Paulina procedía del notable y guerrero pueblo germano. Por lo general, las mujeres germanas eran mujeres robustas, de largas melenas rubias y de ojos azules. Por desgracia para ella, cuando empezó a crecer fue evidente que solo había heredado la apariencia, sus padres se habían olvidado de transmitirle la fortaleza física que tan necesaria era para la gente de su pueblo. Delgada y pequeña, su abuelo la miraba preocupado cada vez que desviaba su vista y la comparaba con el resto de las niñas de su aldea.
El padre de Paulina había sido un importante guerrero de su pueblo que había muerto con honor en una de las escaramuzas con el ejército romano. Y de su madre, no tenía recuerdos, había muerto dando a luz de ella. Pero su abuelo supo suplir la carencia de unos padres, testarudo y orgulloso, se encargó de cuidarla y de transmitirle todo lo necesario para hacer de ella una guerrera.

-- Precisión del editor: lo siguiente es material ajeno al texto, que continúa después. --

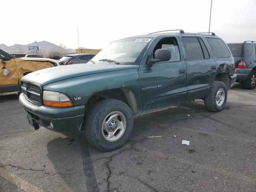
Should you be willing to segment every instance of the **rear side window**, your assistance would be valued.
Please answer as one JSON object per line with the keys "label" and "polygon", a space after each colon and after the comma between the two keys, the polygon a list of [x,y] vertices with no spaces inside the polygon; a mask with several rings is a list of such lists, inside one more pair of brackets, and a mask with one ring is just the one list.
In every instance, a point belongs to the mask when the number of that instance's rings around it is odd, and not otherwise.
{"label": "rear side window", "polygon": [[230,56],[228,48],[222,41],[217,38],[206,38],[216,58],[225,58]]}
{"label": "rear side window", "polygon": [[93,57],[94,57],[93,55],[85,55],[84,56],[80,57],[79,59],[82,61],[88,61],[92,59]]}
{"label": "rear side window", "polygon": [[248,44],[228,45],[233,57],[248,57],[252,52],[252,45]]}
{"label": "rear side window", "polygon": [[182,37],[182,40],[188,60],[202,60],[209,58],[209,54],[202,40],[200,39],[202,41],[202,46],[205,50],[204,51],[206,52],[204,53],[205,57],[198,38],[195,37]]}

Aunque su formación como luchadora terminó de adquirirla cuando fue vendida en el mercado de esclavos y comprada por los dueños de una de las mejores escuelas de gladiadores de Roma. En la ludis de Vero y Prisco, terminó por aprender toda la formación necesaria que debía tener una gladiatrix.

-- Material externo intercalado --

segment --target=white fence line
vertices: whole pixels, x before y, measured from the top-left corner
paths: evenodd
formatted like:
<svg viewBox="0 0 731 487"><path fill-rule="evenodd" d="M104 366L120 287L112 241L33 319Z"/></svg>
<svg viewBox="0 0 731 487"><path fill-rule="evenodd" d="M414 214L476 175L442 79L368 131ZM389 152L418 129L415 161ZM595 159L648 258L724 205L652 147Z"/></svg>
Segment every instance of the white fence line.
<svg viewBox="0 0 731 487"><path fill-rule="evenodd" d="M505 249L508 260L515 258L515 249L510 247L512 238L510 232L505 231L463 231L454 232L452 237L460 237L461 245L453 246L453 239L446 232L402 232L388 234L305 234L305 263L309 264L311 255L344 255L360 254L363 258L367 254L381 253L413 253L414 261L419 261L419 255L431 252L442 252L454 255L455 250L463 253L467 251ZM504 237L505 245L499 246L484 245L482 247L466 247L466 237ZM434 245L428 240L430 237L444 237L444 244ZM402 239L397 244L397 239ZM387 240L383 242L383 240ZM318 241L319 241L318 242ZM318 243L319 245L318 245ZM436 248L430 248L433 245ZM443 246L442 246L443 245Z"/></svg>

Pero su mente regresó a su infancia. Los recuerdos que conservaba de la época en la que vivió con su abuelo eran felices. La instruyó como si hubiese sido un hombre a pesar de la desaprobación de las mujeres de su aldea que la miraban de malos modos y desaprobaban lo que hacía. El tozudo anciano jamás se dejó influir por los pensamientos y las tradiciones que gobernaban entre ellos. Las mujeres eran las encargadas de llevar todo el peso del hogar y de la familia mientras los hombres estaban destinados para la guerra. Así que, su falta de fortaleza física la sustituyó por otro tipo de habilidades, normalmente destinada a los hombres. De él aprendió los secretos de la lucha y de la caza, en especial del manejo del cuchillo. Sabía reconocer las huellas de cualquier animal, así como seguir su rastro incluso a través de la nieve. Podía adivinar cuando se avecinaba tormenta y predecir cuál era el momento más oportuno para sorprender al enemigo. Por eso estaba allí, Paulina conocía perfectamente la forma de pensar y actuar del que había sido su pueblo, lo que permitía siempre anticiparse a los movimientos de las tribus guerreras que todavía continuaban oponiéndose al dominio de Roma.

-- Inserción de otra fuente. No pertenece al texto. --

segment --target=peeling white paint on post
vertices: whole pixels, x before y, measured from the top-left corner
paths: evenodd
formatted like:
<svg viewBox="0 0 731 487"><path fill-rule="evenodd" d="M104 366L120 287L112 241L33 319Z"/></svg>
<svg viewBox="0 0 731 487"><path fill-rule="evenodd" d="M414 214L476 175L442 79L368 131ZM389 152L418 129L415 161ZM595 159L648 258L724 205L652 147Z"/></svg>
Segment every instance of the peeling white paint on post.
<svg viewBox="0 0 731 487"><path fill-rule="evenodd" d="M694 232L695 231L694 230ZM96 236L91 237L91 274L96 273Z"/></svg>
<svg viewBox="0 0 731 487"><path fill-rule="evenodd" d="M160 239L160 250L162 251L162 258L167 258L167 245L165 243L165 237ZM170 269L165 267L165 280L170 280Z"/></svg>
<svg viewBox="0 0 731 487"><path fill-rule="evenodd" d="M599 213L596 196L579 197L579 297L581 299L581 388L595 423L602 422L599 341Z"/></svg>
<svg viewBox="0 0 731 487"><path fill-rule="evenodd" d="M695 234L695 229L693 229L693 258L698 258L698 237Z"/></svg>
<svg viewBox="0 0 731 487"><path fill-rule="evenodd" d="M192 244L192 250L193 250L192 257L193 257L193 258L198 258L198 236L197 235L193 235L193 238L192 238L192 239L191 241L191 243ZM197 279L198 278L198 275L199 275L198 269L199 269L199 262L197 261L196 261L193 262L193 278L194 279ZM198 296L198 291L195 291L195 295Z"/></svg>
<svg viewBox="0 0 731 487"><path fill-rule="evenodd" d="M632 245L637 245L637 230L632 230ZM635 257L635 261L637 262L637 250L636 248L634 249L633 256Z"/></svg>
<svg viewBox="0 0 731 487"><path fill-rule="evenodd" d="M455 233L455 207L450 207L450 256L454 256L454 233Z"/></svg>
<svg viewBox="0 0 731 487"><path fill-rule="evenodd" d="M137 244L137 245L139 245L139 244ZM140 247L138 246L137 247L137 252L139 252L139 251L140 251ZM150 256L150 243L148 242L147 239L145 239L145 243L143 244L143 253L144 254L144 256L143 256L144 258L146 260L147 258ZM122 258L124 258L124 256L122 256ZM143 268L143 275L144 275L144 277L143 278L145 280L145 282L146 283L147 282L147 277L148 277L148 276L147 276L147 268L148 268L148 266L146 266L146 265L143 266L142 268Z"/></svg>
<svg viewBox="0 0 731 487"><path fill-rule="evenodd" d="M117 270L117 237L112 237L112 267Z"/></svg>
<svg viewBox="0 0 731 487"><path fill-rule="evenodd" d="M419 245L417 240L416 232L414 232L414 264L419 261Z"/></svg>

Tito Flabio Sabino terminó de escribir la misiva y se volvió sobre sí mismo para dirigirse a esa exploradora, no era un hombre que se dejase impresionar por el aspecto de ninguna fémina pero aquella mujer tenía algo que llamaba la atención, te atrapaba. La voluptuosa figura femenina le hizo recordar lo que se sentía cuando se abrazaba a una mujer. De repente, tragó saliva, un ramalazo de deseo hizo presencia en su cuerpo. Llevaba demasiado tiempo en aquellas tierras y aunque nunca faltaba compañía femenina, no era lo mismo.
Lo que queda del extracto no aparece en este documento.